Thursday, November 12, 2009

Towards Best Practice Leadership: Legal Compliance, Influence & Behaviour

A sparkling and poignant IFAP Breakfast Presentation by Greg Smith, Freehills Consultant - Employee Relations, stimulated those attending to nurture the four management obligations of legal compliance and to continually align aspirational ventures of safety documentation with the foreseeable realities for where they’re to be applied, converting paper to practice.

Mr. Smith, a lawyer, ex-army officer, and former Principal Advisor, Safety, for Woodside, has been party to various safety boards of enquiry, and spoke from the viewpoint of the prosecution cross-examining managers and diectors under trial at inquest or inquiry.

These are my learnings:

ü A “premise that workers will do the right thing is doomed to failure from a legal compliance viewpoint.” The legal compliance (safety) program’s key premise must be that systems are inherently flawed and an expectation of pockets of non-compliance (for a range of reasons) is a healthy assumption.

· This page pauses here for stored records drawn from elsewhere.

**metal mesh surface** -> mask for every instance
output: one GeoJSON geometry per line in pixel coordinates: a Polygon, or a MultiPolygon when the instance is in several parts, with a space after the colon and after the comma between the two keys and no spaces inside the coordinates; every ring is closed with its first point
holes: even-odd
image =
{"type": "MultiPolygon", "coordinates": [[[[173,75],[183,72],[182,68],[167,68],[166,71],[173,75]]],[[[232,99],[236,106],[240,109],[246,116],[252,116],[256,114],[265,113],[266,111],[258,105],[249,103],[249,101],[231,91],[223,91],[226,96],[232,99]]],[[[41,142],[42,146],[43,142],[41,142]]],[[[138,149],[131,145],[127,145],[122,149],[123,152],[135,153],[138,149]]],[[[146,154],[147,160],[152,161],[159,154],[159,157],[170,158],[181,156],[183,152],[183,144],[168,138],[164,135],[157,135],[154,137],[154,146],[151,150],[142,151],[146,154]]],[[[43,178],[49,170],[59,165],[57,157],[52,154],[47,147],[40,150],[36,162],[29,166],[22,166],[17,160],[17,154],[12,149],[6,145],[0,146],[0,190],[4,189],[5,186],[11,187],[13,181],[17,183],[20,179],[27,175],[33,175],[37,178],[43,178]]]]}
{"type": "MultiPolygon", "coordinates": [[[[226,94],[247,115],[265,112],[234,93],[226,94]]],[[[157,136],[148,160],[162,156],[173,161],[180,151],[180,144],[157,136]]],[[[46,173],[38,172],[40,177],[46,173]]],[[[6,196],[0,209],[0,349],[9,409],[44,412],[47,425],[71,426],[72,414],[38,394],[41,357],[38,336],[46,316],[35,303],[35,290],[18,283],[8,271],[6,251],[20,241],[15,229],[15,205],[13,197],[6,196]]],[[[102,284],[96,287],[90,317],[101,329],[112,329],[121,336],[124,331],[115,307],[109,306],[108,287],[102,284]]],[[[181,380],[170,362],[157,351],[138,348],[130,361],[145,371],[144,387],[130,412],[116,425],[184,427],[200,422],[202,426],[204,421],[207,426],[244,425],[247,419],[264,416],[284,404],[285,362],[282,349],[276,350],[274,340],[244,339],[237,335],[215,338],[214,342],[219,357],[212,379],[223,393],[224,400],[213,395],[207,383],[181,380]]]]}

ü Blockers to initiatives, policies and procedures always sit around behaviour, be that direct employee behaviour or the behaviour of the manager/management system interface to ineffectively design or implement systems.

ü The Four Management Obligations at Law for organisations are:

1. Know its obligations and risks.

2. Have processes that bring its system failures to its attention.

3. Respond personally in a timely manner.

§ At law, it is okay for a manager/executive to go a different way to that advised provided they can justify the decision. In this they demonstrate they both knew of and considered carefully the issue(s) before them.

4. Independently verify from time to time.

§ The higher the risk in process, the more external verification is needed.

There is often a noticeable disconnect between the aspirations and the follow-up relating to the OS&H obligations of organisations.

The temptation for many a safety practitioner is to ‘adopt’ other companies’ policies without factoring in the obligations they’re implicitly placing upon their directing managers.

The worst thing a safety manager/professional can do is develop safety documentation and policy that the organisation can’t possibly implement; given that people implement safety, and they do so within a whole realm of competing priorities, and other equally important systems. Organisations must be careful not to engage in ‘initiative overload.’

For programs to be successful they must be simple and focus needs to be with the people who’re charged with implementing them. This is what the process at law focuses upon, in terms of an OS&H case:

1. What is it the organisation says it does/has done?

2. Show it: how can what the organisation says it does/has done be shown?

3. What do others say about it?

4. Comparing what the organisation does in managing and meeting its safety obligations with what it does in other areas e.g. the environment.